It's a fairly unremarkable magical girl anime. It's not kiddified enough to suggest that it was made for tiny children (and it was broadcast at 10pm on Fridays), but at the same time you needn't expect adult storytelling, darkness or the grim despair that's become normal in shows like Madoka Magica, Yuki Yuna, Magical Girl Raising Project, etc. It's only got the faintest hints of that genre, e.g. baddies apparently getting killed and the girls using weapons instead of magic. The show's full of cliches and doesn't care who knows it. There are cheesy villains. Our heroines are pure, kind and believe in the power of friendship. There's lots of banter with their school friends. No one recognises anyone else in their civilian clothes, even though they've all seen each other's faces and no one wears masks.
Basically, it's old-school. There's not much difference between this and PreCure, except the episode count and budget. (This is a cheaper show.)
That said, though, I liked it quite a lot. It's going quite far with its character work and it's pushing its heroines. The enemy-ally line can be fuzzy. People can be redeemed, maybe, but then you remember that fights in this show are theoretically to the death. (The baddie in ep.1 looked pretty dead afterwards, while the girls mow down an awful lot of evil henchmen with those huge bladed weapons. Admittedly their victims glow and vanish instead of exploding with gore, but you don't expect any of them to get resurrected afterwards either.)
Meguru and Sumire are in the last year of middle school. Meguru is a bubbly, optimistic friend-of-everyone who's just moved to Tokyo from the middle of nowhere. She'd love to be a Twin Angel, i.e. a magical girl. Sumire is an unfriendly, withdrawn girl with no social skills who just wants to stop being a Twin Angel and for preference stop interacting with any other human beings except her brother. (She likes him a lot. How much? Too much. "As long as I have my big brother, I don't need anyone else.")
I enjoyed this series, but it doesn't feel very unified.

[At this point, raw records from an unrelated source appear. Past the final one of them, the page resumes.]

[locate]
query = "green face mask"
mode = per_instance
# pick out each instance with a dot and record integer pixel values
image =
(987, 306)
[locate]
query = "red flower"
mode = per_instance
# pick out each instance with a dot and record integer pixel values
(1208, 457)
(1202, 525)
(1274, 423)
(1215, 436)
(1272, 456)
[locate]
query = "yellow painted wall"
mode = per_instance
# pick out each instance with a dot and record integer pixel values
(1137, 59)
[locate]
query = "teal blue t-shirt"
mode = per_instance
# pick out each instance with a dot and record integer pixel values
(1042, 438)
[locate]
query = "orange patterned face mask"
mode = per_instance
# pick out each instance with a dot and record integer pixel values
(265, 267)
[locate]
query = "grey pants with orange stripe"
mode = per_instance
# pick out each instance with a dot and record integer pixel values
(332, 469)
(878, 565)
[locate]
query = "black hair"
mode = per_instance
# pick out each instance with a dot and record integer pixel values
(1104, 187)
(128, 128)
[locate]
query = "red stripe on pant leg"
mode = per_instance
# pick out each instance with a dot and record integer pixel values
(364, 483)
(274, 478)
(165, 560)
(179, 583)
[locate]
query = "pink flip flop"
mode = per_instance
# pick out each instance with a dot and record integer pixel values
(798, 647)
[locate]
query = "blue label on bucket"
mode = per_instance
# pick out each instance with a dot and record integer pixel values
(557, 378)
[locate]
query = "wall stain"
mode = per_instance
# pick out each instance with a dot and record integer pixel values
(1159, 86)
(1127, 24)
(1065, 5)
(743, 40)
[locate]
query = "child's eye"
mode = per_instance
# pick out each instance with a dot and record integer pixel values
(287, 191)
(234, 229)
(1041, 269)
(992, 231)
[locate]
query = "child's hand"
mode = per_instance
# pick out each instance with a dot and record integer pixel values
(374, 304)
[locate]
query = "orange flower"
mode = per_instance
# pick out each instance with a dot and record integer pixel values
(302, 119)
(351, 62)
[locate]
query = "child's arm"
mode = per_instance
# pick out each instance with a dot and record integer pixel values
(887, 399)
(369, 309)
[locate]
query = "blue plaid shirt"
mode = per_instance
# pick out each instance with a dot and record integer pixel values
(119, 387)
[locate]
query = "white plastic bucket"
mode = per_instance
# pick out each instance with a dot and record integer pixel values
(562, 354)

It has three phases, I think:
SECTION 1: GENERIC MAGICAL GIRL SHOW
The villains aren't very important and it's all about our main duo. (Oh, and the hedgehog. Their mentor is a talking hedgehog.) At first it's hard work just getting Sumire to talk to Meguru, let alone go on patrol with her. Her, uh, brother-worship is being played to the hilt, while the show isn't afraid to be silly. Ep.2 has animals in a pet show all running in a race, but one of them's a snake. (That's implausible enough even for much more social animals, e.g. cats.) Why does the snake join in? Why doesn't it just ignore everyone and slither off? In fact, why isn't it just eating its fellow contestants?
Our heroines' classmates are similarly cartoonish. There's a girl with a sheep hat who says "baaa", a cross-dressing boy, an occult maniac and a girl whose only character trait is having slightly larger boobs than the others. Oh, and I don't see what's so evil about the baddies turning people's life energy into medals. Their victims just go and relax in an onsen afterwards or something.
That said, though, Billy Tanaka is quite funny in ep.4. Over the top and delusional, yes, but a laugh when he finds love. This phase of the show is mostly just genre filler, with the main story being the developing Sumire-Meguru relationship. (Sumire can be hard work.) I enjoyed it, though. The cast are likeable and the episodes are fun.
SECTION 2: THE RUSSIAN TWINS
(This show's villains sometimes have unstated nationalities. Mary's American because she's blonde, buxom and peppers her dialogue with gratuitous English.)
Anyway, new villains take the stage... and Meguru befriends one of them. They're cluess about the world. Meguru often has to explain perfectly normal Japanese to them. This is a simple storyline that's been done before in other magical girl shows, but I found it surprisingly well done. It's sincere, it made me care and it's capable of springing logical surprises.
This also has the unexpected side effect of pulling Meguru away from Sumire, which until now had seemed to be the show's heart. When Sumire fails to say the obvious, necessary thing at the end of ep.8, you could either see this as idiot plotting or as characterisation in the light of this. (To be honest, I see a fair amount of the former.)
SECTION 3: THE FINALE
There's a lot in these last three episodes. Meguru falls apart emotionally. Zelucifer disappoints. (Seriously, after all that build-up?) There's a huge callback to the show's parent series, which was surprisingly effective even though I'd never seen that.
I enjoyed this show a good deal. It's wallowing in genre cliches and almost proud to be dumb sometimes, but it's sincere and it works if you're prepared to forgive a few cartoonish bits. I also liked the musical animals in the end credits. There are much stronger magical girl shows out there and I'm sure genre afficionados would put it only halfway at best, but for me this one worked.